Face ID. As reported elsewhere, Face ID seems to work pretty quickly, but it requires a screen swipe to get into the device, which seems like an odd extra step. It failed when I was wearing sunglasses.
Display. Apple’s first OLED display is beautiful to look at, and less HDR/oversaturated than is the case elsewhere. I really like the curved corners, which fulfill what I assume was Steve Jobs’ dream of making the whole device a rounded rectangle. That said, the bezels are big compared to modern Androids, and, of course, the display doesn’t curve to the edges, as do Samsung’s. The display is also only 5.8 inches, compared to 6-inches elsewhere.

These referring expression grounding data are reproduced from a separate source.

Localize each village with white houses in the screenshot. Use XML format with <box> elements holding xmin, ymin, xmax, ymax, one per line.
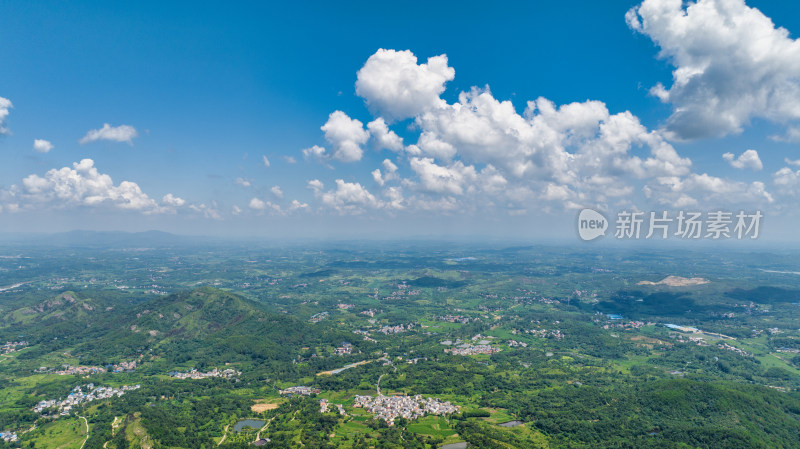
<box><xmin>334</xmin><ymin>342</ymin><xmax>354</xmax><ymax>355</ymax></box>
<box><xmin>319</xmin><ymin>399</ymin><xmax>347</xmax><ymax>416</ymax></box>
<box><xmin>444</xmin><ymin>344</ymin><xmax>501</xmax><ymax>356</ymax></box>
<box><xmin>32</xmin><ymin>360</ymin><xmax>138</xmax><ymax>376</ymax></box>
<box><xmin>1</xmin><ymin>341</ymin><xmax>27</xmax><ymax>355</ymax></box>
<box><xmin>54</xmin><ymin>365</ymin><xmax>105</xmax><ymax>375</ymax></box>
<box><xmin>0</xmin><ymin>430</ymin><xmax>18</xmax><ymax>443</ymax></box>
<box><xmin>279</xmin><ymin>385</ymin><xmax>320</xmax><ymax>396</ymax></box>
<box><xmin>350</xmin><ymin>323</ymin><xmax>415</xmax><ymax>344</ymax></box>
<box><xmin>442</xmin><ymin>335</ymin><xmax>503</xmax><ymax>356</ymax></box>
<box><xmin>169</xmin><ymin>367</ymin><xmax>240</xmax><ymax>379</ymax></box>
<box><xmin>277</xmin><ymin>385</ymin><xmax>460</xmax><ymax>426</ymax></box>
<box><xmin>353</xmin><ymin>394</ymin><xmax>459</xmax><ymax>426</ymax></box>
<box><xmin>437</xmin><ymin>315</ymin><xmax>474</xmax><ymax>324</ymax></box>
<box><xmin>34</xmin><ymin>384</ymin><xmax>140</xmax><ymax>417</ymax></box>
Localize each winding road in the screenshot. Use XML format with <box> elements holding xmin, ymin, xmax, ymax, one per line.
<box><xmin>377</xmin><ymin>374</ymin><xmax>385</xmax><ymax>395</ymax></box>
<box><xmin>255</xmin><ymin>416</ymin><xmax>276</xmax><ymax>442</ymax></box>
<box><xmin>217</xmin><ymin>424</ymin><xmax>230</xmax><ymax>446</ymax></box>
<box><xmin>79</xmin><ymin>416</ymin><xmax>89</xmax><ymax>449</ymax></box>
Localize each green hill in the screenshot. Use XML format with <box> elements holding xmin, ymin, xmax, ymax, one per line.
<box><xmin>0</xmin><ymin>291</ymin><xmax>132</xmax><ymax>356</ymax></box>
<box><xmin>70</xmin><ymin>287</ymin><xmax>317</xmax><ymax>365</ymax></box>
<box><xmin>131</xmin><ymin>286</ymin><xmax>272</xmax><ymax>339</ymax></box>
<box><xmin>2</xmin><ymin>291</ymin><xmax>107</xmax><ymax>326</ymax></box>
<box><xmin>3</xmin><ymin>287</ymin><xmax>328</xmax><ymax>368</ymax></box>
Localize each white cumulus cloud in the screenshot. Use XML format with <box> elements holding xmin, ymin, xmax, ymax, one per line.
<box><xmin>320</xmin><ymin>111</ymin><xmax>369</xmax><ymax>162</ymax></box>
<box><xmin>646</xmin><ymin>173</ymin><xmax>773</xmax><ymax>208</ymax></box>
<box><xmin>0</xmin><ymin>97</ymin><xmax>13</xmax><ymax>135</ymax></box>
<box><xmin>409</xmin><ymin>157</ymin><xmax>477</xmax><ymax>196</ymax></box>
<box><xmin>372</xmin><ymin>159</ymin><xmax>400</xmax><ymax>186</ymax></box>
<box><xmin>304</xmin><ymin>47</ymin><xmax>782</xmax><ymax>215</ymax></box>
<box><xmin>79</xmin><ymin>123</ymin><xmax>138</xmax><ymax>145</ymax></box>
<box><xmin>161</xmin><ymin>193</ymin><xmax>186</xmax><ymax>207</ymax></box>
<box><xmin>188</xmin><ymin>203</ymin><xmax>221</xmax><ymax>219</ymax></box>
<box><xmin>723</xmin><ymin>149</ymin><xmax>763</xmax><ymax>170</ymax></box>
<box><xmin>302</xmin><ymin>145</ymin><xmax>326</xmax><ymax>160</ymax></box>
<box><xmin>289</xmin><ymin>199</ymin><xmax>309</xmax><ymax>211</ymax></box>
<box><xmin>627</xmin><ymin>0</ymin><xmax>800</xmax><ymax>140</ymax></box>
<box><xmin>307</xmin><ymin>179</ymin><xmax>324</xmax><ymax>192</ymax></box>
<box><xmin>367</xmin><ymin>118</ymin><xmax>404</xmax><ymax>152</ymax></box>
<box><xmin>785</xmin><ymin>158</ymin><xmax>800</xmax><ymax>167</ymax></box>
<box><xmin>33</xmin><ymin>139</ymin><xmax>54</xmax><ymax>153</ymax></box>
<box><xmin>315</xmin><ymin>179</ymin><xmax>381</xmax><ymax>213</ymax></box>
<box><xmin>3</xmin><ymin>159</ymin><xmax>160</xmax><ymax>212</ymax></box>
<box><xmin>249</xmin><ymin>197</ymin><xmax>265</xmax><ymax>209</ymax></box>
<box><xmin>249</xmin><ymin>197</ymin><xmax>284</xmax><ymax>214</ymax></box>
<box><xmin>234</xmin><ymin>177</ymin><xmax>252</xmax><ymax>188</ymax></box>
<box><xmin>356</xmin><ymin>49</ymin><xmax>454</xmax><ymax>121</ymax></box>
<box><xmin>774</xmin><ymin>166</ymin><xmax>800</xmax><ymax>196</ymax></box>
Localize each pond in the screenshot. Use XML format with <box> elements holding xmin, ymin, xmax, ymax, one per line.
<box><xmin>233</xmin><ymin>419</ymin><xmax>266</xmax><ymax>432</ymax></box>
<box><xmin>498</xmin><ymin>420</ymin><xmax>524</xmax><ymax>427</ymax></box>
<box><xmin>440</xmin><ymin>443</ymin><xmax>468</xmax><ymax>449</ymax></box>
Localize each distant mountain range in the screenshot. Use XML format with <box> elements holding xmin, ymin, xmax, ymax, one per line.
<box><xmin>0</xmin><ymin>230</ymin><xmax>202</xmax><ymax>248</ymax></box>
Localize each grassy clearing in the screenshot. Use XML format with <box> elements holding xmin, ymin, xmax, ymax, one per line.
<box><xmin>125</xmin><ymin>413</ymin><xmax>153</xmax><ymax>449</ymax></box>
<box><xmin>251</xmin><ymin>398</ymin><xmax>284</xmax><ymax>413</ymax></box>
<box><xmin>25</xmin><ymin>417</ymin><xmax>87</xmax><ymax>449</ymax></box>
<box><xmin>406</xmin><ymin>415</ymin><xmax>457</xmax><ymax>439</ymax></box>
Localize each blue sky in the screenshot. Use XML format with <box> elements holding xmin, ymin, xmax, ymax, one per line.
<box><xmin>1</xmin><ymin>0</ymin><xmax>800</xmax><ymax>241</ymax></box>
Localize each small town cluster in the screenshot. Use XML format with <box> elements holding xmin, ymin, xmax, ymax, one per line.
<box><xmin>110</xmin><ymin>361</ymin><xmax>138</xmax><ymax>372</ymax></box>
<box><xmin>437</xmin><ymin>315</ymin><xmax>474</xmax><ymax>324</ymax></box>
<box><xmin>309</xmin><ymin>311</ymin><xmax>329</xmax><ymax>323</ymax></box>
<box><xmin>334</xmin><ymin>342</ymin><xmax>354</xmax><ymax>355</ymax></box>
<box><xmin>34</xmin><ymin>384</ymin><xmax>140</xmax><ymax>416</ymax></box>
<box><xmin>1</xmin><ymin>341</ymin><xmax>27</xmax><ymax>354</ymax></box>
<box><xmin>600</xmin><ymin>320</ymin><xmax>649</xmax><ymax>330</ymax></box>
<box><xmin>507</xmin><ymin>339</ymin><xmax>528</xmax><ymax>348</ymax></box>
<box><xmin>673</xmin><ymin>333</ymin><xmax>709</xmax><ymax>346</ymax></box>
<box><xmin>352</xmin><ymin>329</ymin><xmax>377</xmax><ymax>343</ymax></box>
<box><xmin>522</xmin><ymin>328</ymin><xmax>565</xmax><ymax>340</ymax></box>
<box><xmin>169</xmin><ymin>368</ymin><xmax>240</xmax><ymax>379</ymax></box>
<box><xmin>0</xmin><ymin>430</ymin><xmax>18</xmax><ymax>443</ymax></box>
<box><xmin>374</xmin><ymin>283</ymin><xmax>421</xmax><ymax>301</ymax></box>
<box><xmin>442</xmin><ymin>335</ymin><xmax>503</xmax><ymax>356</ymax></box>
<box><xmin>34</xmin><ymin>360</ymin><xmax>139</xmax><ymax>376</ymax></box>
<box><xmin>279</xmin><ymin>385</ymin><xmax>320</xmax><ymax>396</ymax></box>
<box><xmin>353</xmin><ymin>394</ymin><xmax>459</xmax><ymax>426</ymax></box>
<box><xmin>718</xmin><ymin>342</ymin><xmax>752</xmax><ymax>357</ymax></box>
<box><xmin>55</xmin><ymin>365</ymin><xmax>105</xmax><ymax>375</ymax></box>
<box><xmin>445</xmin><ymin>344</ymin><xmax>501</xmax><ymax>356</ymax></box>
<box><xmin>378</xmin><ymin>323</ymin><xmax>413</xmax><ymax>335</ymax></box>
<box><xmin>319</xmin><ymin>398</ymin><xmax>346</xmax><ymax>415</ymax></box>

Size. The iPhone X is closer in size to my daughter’s (non-Plus) iPhone 6 S—it’s a bit wider and taller—than it is to my iPhone 7 Plus. The display takes up most of the front of the device, however, so it’s like an iPhone 6/7/8 where almost the whole front is a display. Those looking for a phablet may want to hold out for a rumored bigger X-type device for late 2018.
Form factor/design. Like other modern smartphones, the iPhone X takes the tall, 18:9-ish aspect ratio of the modern smartphone to iOS. And it looks great. The glass back feels and looks elegant, though I’m worried about durability. The vertically-aligned camera lens give it a unique look. But the curved aluminum (or steel, apparently) side material seems fake to me, somehow, and less premium than the rest of the device. I expect it to scratch off and reveal a plastic underneath.

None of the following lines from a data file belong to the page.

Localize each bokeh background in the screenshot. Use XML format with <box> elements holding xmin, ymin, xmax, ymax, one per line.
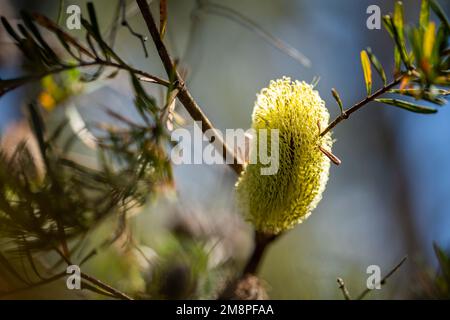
<box><xmin>0</xmin><ymin>0</ymin><xmax>449</xmax><ymax>299</ymax></box>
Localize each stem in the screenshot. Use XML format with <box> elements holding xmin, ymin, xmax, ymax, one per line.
<box><xmin>81</xmin><ymin>272</ymin><xmax>133</xmax><ymax>300</ymax></box>
<box><xmin>337</xmin><ymin>278</ymin><xmax>352</xmax><ymax>300</ymax></box>
<box><xmin>356</xmin><ymin>255</ymin><xmax>407</xmax><ymax>300</ymax></box>
<box><xmin>320</xmin><ymin>75</ymin><xmax>404</xmax><ymax>136</ymax></box>
<box><xmin>1</xmin><ymin>60</ymin><xmax>170</xmax><ymax>98</ymax></box>
<box><xmin>136</xmin><ymin>0</ymin><xmax>244</xmax><ymax>175</ymax></box>
<box><xmin>242</xmin><ymin>232</ymin><xmax>277</xmax><ymax>275</ymax></box>
<box><xmin>54</xmin><ymin>248</ymin><xmax>133</xmax><ymax>300</ymax></box>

Navigation. Give Apple some credit here: While the removal of the Home/Touch ID button seems odd in the abstract, navigation is nearly intuitive (assuming you’ve ever used a modern smartphone). All of the edge swipes work exactly as expected—up from the bottom to go to Home, down from the top to display Control Center, and so on—and screenshots were easily guessed: Now it’s Power + Volume Up. No problems here.

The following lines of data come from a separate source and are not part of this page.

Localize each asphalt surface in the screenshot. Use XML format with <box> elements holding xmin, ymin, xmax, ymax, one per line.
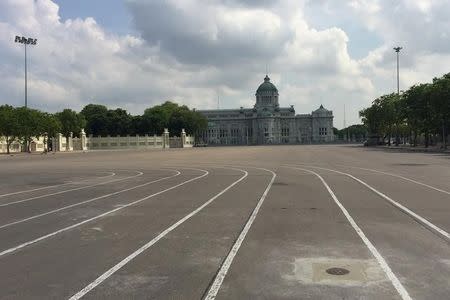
<box><xmin>0</xmin><ymin>145</ymin><xmax>449</xmax><ymax>300</ymax></box>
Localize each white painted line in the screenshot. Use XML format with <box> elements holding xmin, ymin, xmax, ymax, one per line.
<box><xmin>68</xmin><ymin>168</ymin><xmax>248</xmax><ymax>300</ymax></box>
<box><xmin>205</xmin><ymin>168</ymin><xmax>276</xmax><ymax>300</ymax></box>
<box><xmin>300</xmin><ymin>165</ymin><xmax>450</xmax><ymax>242</ymax></box>
<box><xmin>290</xmin><ymin>167</ymin><xmax>412</xmax><ymax>300</ymax></box>
<box><xmin>0</xmin><ymin>171</ymin><xmax>143</xmax><ymax>207</ymax></box>
<box><xmin>0</xmin><ymin>169</ymin><xmax>209</xmax><ymax>258</ymax></box>
<box><xmin>0</xmin><ymin>170</ymin><xmax>181</xmax><ymax>230</ymax></box>
<box><xmin>339</xmin><ymin>165</ymin><xmax>450</xmax><ymax>195</ymax></box>
<box><xmin>0</xmin><ymin>172</ymin><xmax>116</xmax><ymax>198</ymax></box>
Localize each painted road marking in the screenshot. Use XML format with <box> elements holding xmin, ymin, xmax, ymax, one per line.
<box><xmin>68</xmin><ymin>168</ymin><xmax>248</xmax><ymax>300</ymax></box>
<box><xmin>204</xmin><ymin>168</ymin><xmax>276</xmax><ymax>300</ymax></box>
<box><xmin>290</xmin><ymin>167</ymin><xmax>412</xmax><ymax>300</ymax></box>
<box><xmin>0</xmin><ymin>172</ymin><xmax>116</xmax><ymax>198</ymax></box>
<box><xmin>0</xmin><ymin>170</ymin><xmax>181</xmax><ymax>230</ymax></box>
<box><xmin>339</xmin><ymin>165</ymin><xmax>450</xmax><ymax>195</ymax></box>
<box><xmin>0</xmin><ymin>171</ymin><xmax>143</xmax><ymax>207</ymax></box>
<box><xmin>0</xmin><ymin>169</ymin><xmax>209</xmax><ymax>258</ymax></box>
<box><xmin>300</xmin><ymin>165</ymin><xmax>450</xmax><ymax>242</ymax></box>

The notch. I’ve heard from many that the notch kind of disappears with use. I’m not convinced. It’s particularly noticeable in two places, so far: When the screen is white or light-colored and fills the space near the top, and when an app—sadly, far too many—isn’t designed for the new, tall, and notch display, and it appears letter boxed, in this case with empty black spaces at the top and bottom. It’s noticeable and even a distraction at times.
Camera. I arrived home mid-day Saturday from an overnight flight and 19 hours of travel, so I spent more time configuring the phone than testing the camera. But based on a few quick shots taken outside and compared side-by-side with the Pixel 2 XL, the iPhone X camera system looks solid, with slightly more vibrant colors. (The Pixel 2 XL excels at night/low-light shots too.) The new Portrait mode features look interesting, but there are edge issues, of course. Excuse the grizzled look.
My daughter is very grumpy about the iPhone X: It makes her old iPhone look, well, old by comparison. I’m not sure about it yet. I like the look, but don’t believe that Apple can justify the premium pricing. In fact, I kind of wonder why this wasn’t just the non-Plus design for 2017, with a bigger version being sold as the iPhone X Plus. But whatever. It’s an elegant phone, and beautiful and unique in that way that Apple’s best products are.